Nacapulco de azotea
Decidimos hacer de los días de guardar el sereno asado. Conocer los rincones de nuestra ciudad. La ensoñación cuando cientos de miles salen. Muchos de ellos regresan a sus lugares originales.
Visitan a la familia. Les llevan noticias desalentadoras. Sobre la calidad de vida en la urbe. La falta de agua. La amenaza latente. El imposible tráfico. Los camiones de ruta, de los consorcios como los llaman ahora.
Horas y horas perdidas. En la basura de la vida. Desde salir de casa hasta el regreso. Todo son filas interminables. Además de cuidar la cartera, la mochila, el teléfono celular. Hasta de los arrimones de los gandayas.

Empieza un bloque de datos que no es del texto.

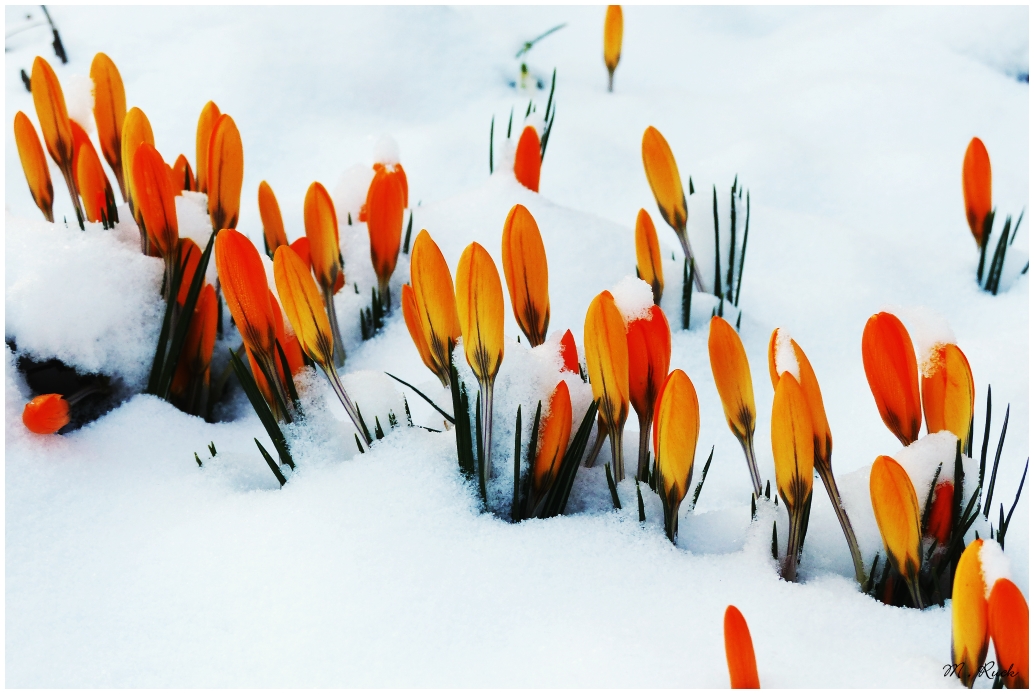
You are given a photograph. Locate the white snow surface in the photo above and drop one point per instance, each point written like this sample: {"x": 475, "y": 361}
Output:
{"x": 129, "y": 566}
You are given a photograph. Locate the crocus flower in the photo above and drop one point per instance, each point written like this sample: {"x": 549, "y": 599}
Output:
{"x": 892, "y": 374}
{"x": 976, "y": 189}
{"x": 948, "y": 392}
{"x": 34, "y": 164}
{"x": 613, "y": 27}
{"x": 110, "y": 113}
{"x": 739, "y": 652}
{"x": 732, "y": 376}
{"x": 676, "y": 428}
{"x": 225, "y": 173}
{"x": 479, "y": 304}
{"x": 527, "y": 276}
{"x": 896, "y": 511}
{"x": 46, "y": 414}
{"x": 607, "y": 360}
{"x": 969, "y": 614}
{"x": 527, "y": 160}
{"x": 649, "y": 356}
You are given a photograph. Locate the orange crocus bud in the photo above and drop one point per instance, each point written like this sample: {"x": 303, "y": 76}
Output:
{"x": 527, "y": 276}
{"x": 969, "y": 614}
{"x": 272, "y": 221}
{"x": 569, "y": 353}
{"x": 732, "y": 378}
{"x": 948, "y": 392}
{"x": 46, "y": 414}
{"x": 976, "y": 188}
{"x": 527, "y": 160}
{"x": 135, "y": 130}
{"x": 648, "y": 254}
{"x": 34, "y": 164}
{"x": 676, "y": 428}
{"x": 613, "y": 27}
{"x": 243, "y": 279}
{"x": 552, "y": 444}
{"x": 607, "y": 360}
{"x": 385, "y": 202}
{"x": 155, "y": 200}
{"x": 896, "y": 511}
{"x": 739, "y": 652}
{"x": 183, "y": 175}
{"x": 206, "y": 123}
{"x": 1008, "y": 622}
{"x": 225, "y": 173}
{"x": 109, "y": 113}
{"x": 412, "y": 314}
{"x": 432, "y": 288}
{"x": 939, "y": 519}
{"x": 892, "y": 374}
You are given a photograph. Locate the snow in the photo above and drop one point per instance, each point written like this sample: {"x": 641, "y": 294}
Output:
{"x": 129, "y": 566}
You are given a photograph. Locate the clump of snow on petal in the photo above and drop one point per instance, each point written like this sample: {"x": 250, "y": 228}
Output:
{"x": 634, "y": 297}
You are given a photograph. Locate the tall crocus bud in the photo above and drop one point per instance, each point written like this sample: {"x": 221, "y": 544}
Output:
{"x": 969, "y": 614}
{"x": 948, "y": 392}
{"x": 321, "y": 230}
{"x": 225, "y": 173}
{"x": 46, "y": 414}
{"x": 613, "y": 27}
{"x": 54, "y": 122}
{"x": 432, "y": 288}
{"x": 412, "y": 314}
{"x": 527, "y": 276}
{"x": 155, "y": 201}
{"x": 98, "y": 199}
{"x": 552, "y": 445}
{"x": 302, "y": 304}
{"x": 793, "y": 452}
{"x": 206, "y": 123}
{"x": 1008, "y": 622}
{"x": 34, "y": 164}
{"x": 739, "y": 652}
{"x": 649, "y": 357}
{"x": 892, "y": 374}
{"x": 607, "y": 360}
{"x": 385, "y": 203}
{"x": 675, "y": 431}
{"x": 272, "y": 221}
{"x": 732, "y": 376}
{"x": 667, "y": 186}
{"x": 569, "y": 353}
{"x": 527, "y": 160}
{"x": 976, "y": 189}
{"x": 648, "y": 254}
{"x": 110, "y": 113}
{"x": 183, "y": 175}
{"x": 479, "y": 303}
{"x": 896, "y": 511}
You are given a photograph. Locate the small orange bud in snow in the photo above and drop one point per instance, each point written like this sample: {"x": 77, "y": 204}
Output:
{"x": 206, "y": 123}
{"x": 46, "y": 414}
{"x": 109, "y": 113}
{"x": 976, "y": 188}
{"x": 526, "y": 273}
{"x": 527, "y": 160}
{"x": 892, "y": 374}
{"x": 34, "y": 164}
{"x": 969, "y": 614}
{"x": 948, "y": 392}
{"x": 225, "y": 173}
{"x": 739, "y": 652}
{"x": 1008, "y": 622}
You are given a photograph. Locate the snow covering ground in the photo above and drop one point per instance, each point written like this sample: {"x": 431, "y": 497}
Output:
{"x": 128, "y": 566}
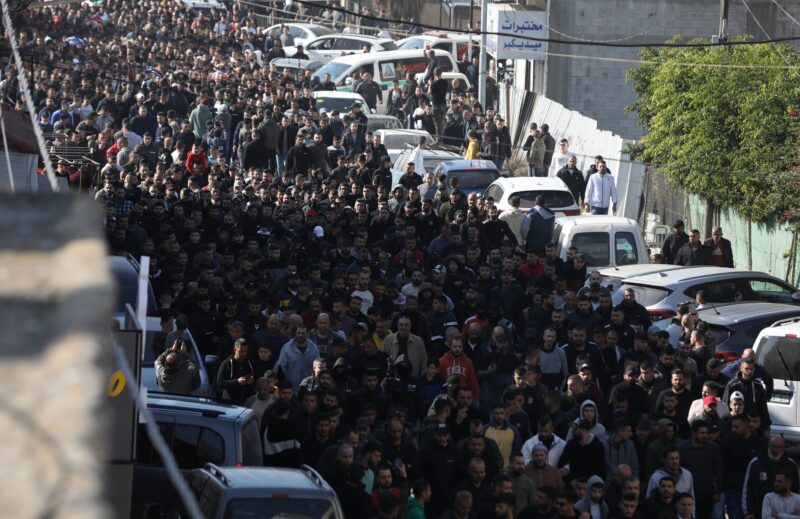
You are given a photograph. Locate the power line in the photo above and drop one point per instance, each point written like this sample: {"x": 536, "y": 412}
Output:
{"x": 564, "y": 42}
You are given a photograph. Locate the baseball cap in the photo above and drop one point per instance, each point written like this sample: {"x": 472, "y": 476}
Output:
{"x": 737, "y": 395}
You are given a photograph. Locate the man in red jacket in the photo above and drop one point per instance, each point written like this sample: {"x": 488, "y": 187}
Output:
{"x": 454, "y": 362}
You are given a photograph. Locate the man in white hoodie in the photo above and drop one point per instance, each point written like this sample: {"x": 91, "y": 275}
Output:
{"x": 514, "y": 217}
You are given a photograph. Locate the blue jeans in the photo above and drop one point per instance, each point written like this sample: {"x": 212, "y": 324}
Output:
{"x": 733, "y": 504}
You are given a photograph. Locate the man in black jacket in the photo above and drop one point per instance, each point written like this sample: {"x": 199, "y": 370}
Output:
{"x": 719, "y": 248}
{"x": 760, "y": 476}
{"x": 573, "y": 178}
{"x": 674, "y": 241}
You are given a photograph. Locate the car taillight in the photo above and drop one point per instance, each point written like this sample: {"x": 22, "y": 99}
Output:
{"x": 727, "y": 356}
{"x": 660, "y": 315}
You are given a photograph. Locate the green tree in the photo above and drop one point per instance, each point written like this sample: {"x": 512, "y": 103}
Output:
{"x": 726, "y": 133}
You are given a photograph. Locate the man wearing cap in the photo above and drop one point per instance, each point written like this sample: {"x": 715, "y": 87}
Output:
{"x": 761, "y": 473}
{"x": 674, "y": 241}
{"x": 752, "y": 388}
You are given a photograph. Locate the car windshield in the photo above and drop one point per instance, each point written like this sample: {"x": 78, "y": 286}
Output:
{"x": 266, "y": 508}
{"x": 334, "y": 69}
{"x": 552, "y": 199}
{"x": 780, "y": 356}
{"x": 341, "y": 104}
{"x": 645, "y": 295}
{"x": 413, "y": 43}
{"x": 399, "y": 140}
{"x": 474, "y": 179}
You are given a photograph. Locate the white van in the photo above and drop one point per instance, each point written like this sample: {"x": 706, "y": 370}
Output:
{"x": 605, "y": 241}
{"x": 384, "y": 66}
{"x": 777, "y": 348}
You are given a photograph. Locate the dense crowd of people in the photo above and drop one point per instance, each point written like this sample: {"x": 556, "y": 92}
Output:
{"x": 429, "y": 356}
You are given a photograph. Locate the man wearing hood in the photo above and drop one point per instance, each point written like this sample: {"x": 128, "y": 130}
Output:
{"x": 537, "y": 227}
{"x": 593, "y": 503}
{"x": 583, "y": 455}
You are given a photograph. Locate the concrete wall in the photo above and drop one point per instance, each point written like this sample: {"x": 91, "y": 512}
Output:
{"x": 55, "y": 295}
{"x": 598, "y": 89}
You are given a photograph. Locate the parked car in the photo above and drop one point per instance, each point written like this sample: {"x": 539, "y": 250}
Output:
{"x": 339, "y": 101}
{"x": 263, "y": 492}
{"x": 605, "y": 241}
{"x": 736, "y": 326}
{"x": 662, "y": 292}
{"x": 125, "y": 270}
{"x": 473, "y": 175}
{"x": 556, "y": 194}
{"x": 431, "y": 158}
{"x": 331, "y": 46}
{"x": 777, "y": 348}
{"x": 384, "y": 66}
{"x": 456, "y": 43}
{"x": 614, "y": 277}
{"x": 397, "y": 140}
{"x": 302, "y": 32}
{"x": 198, "y": 431}
{"x": 148, "y": 373}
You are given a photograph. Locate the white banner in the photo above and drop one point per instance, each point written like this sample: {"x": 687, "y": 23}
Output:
{"x": 516, "y": 26}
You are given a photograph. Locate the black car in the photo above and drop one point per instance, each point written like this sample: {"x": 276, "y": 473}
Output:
{"x": 734, "y": 327}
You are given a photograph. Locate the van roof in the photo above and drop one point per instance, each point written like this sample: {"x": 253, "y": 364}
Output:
{"x": 573, "y": 221}
{"x": 352, "y": 59}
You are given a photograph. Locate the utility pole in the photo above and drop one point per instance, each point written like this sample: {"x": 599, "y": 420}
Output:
{"x": 483, "y": 63}
{"x": 723, "y": 20}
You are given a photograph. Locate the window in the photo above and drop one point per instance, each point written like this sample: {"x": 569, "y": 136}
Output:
{"x": 723, "y": 291}
{"x": 195, "y": 446}
{"x": 146, "y": 454}
{"x": 777, "y": 354}
{"x": 594, "y": 247}
{"x": 625, "y": 248}
{"x": 475, "y": 179}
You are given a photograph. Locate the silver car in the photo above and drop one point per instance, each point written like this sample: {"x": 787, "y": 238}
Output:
{"x": 662, "y": 292}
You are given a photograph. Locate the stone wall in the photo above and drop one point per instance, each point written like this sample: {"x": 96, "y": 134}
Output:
{"x": 55, "y": 295}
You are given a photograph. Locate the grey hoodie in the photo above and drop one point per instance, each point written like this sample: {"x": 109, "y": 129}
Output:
{"x": 585, "y": 504}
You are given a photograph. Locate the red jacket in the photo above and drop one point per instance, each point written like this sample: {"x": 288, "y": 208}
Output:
{"x": 461, "y": 367}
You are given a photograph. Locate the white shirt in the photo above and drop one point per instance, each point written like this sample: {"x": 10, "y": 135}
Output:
{"x": 418, "y": 158}
{"x": 787, "y": 507}
{"x": 600, "y": 189}
{"x": 559, "y": 161}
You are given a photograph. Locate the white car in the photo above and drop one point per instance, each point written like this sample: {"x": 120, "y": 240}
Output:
{"x": 777, "y": 348}
{"x": 339, "y": 101}
{"x": 302, "y": 32}
{"x": 329, "y": 46}
{"x": 556, "y": 194}
{"x": 397, "y": 140}
{"x": 453, "y": 42}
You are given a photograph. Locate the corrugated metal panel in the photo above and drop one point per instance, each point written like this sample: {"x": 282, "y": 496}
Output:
{"x": 585, "y": 139}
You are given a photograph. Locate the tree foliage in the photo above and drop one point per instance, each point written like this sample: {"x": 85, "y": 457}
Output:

En el terror y el espanto, los ancianos de la tribu familiar, les exhortan a regresar. Acá hay mucho espacio. Jale siempre existe. Recuerden las temporadas de siembra, de seca, de lluvia, de helada y de levantar la cosecha.
De hambre no se van a morir. Aunque sea tortilla con chile o frijoles de la olla. Ya dejen en paz esa pesadilla. Nomás vemos en la televisión los muertos, los descabezados y desmembrados.
Se santiguan todos a la luz de la luna. Ya están juzgados de Dios. Aquí ya hay de todo. Hasta televisión satelital y celulares.
Nomás acaben de cursar la secundaria los güercos y nos regresamos al rancho. Les dicen mentiras blancas a la familia. Pronto el olvido, el tono humilde del campo y la vida insegura de la ciudad.
Ya sale nuestro antojo de carne al asador. Desde la terraza se observa el ojo de agua. Contaminado y lleno de mosquitos. Cada uno hace de estos días, como mejor se entiendan. O les alcance al presupuesto. Mi Nacapulco de azotea.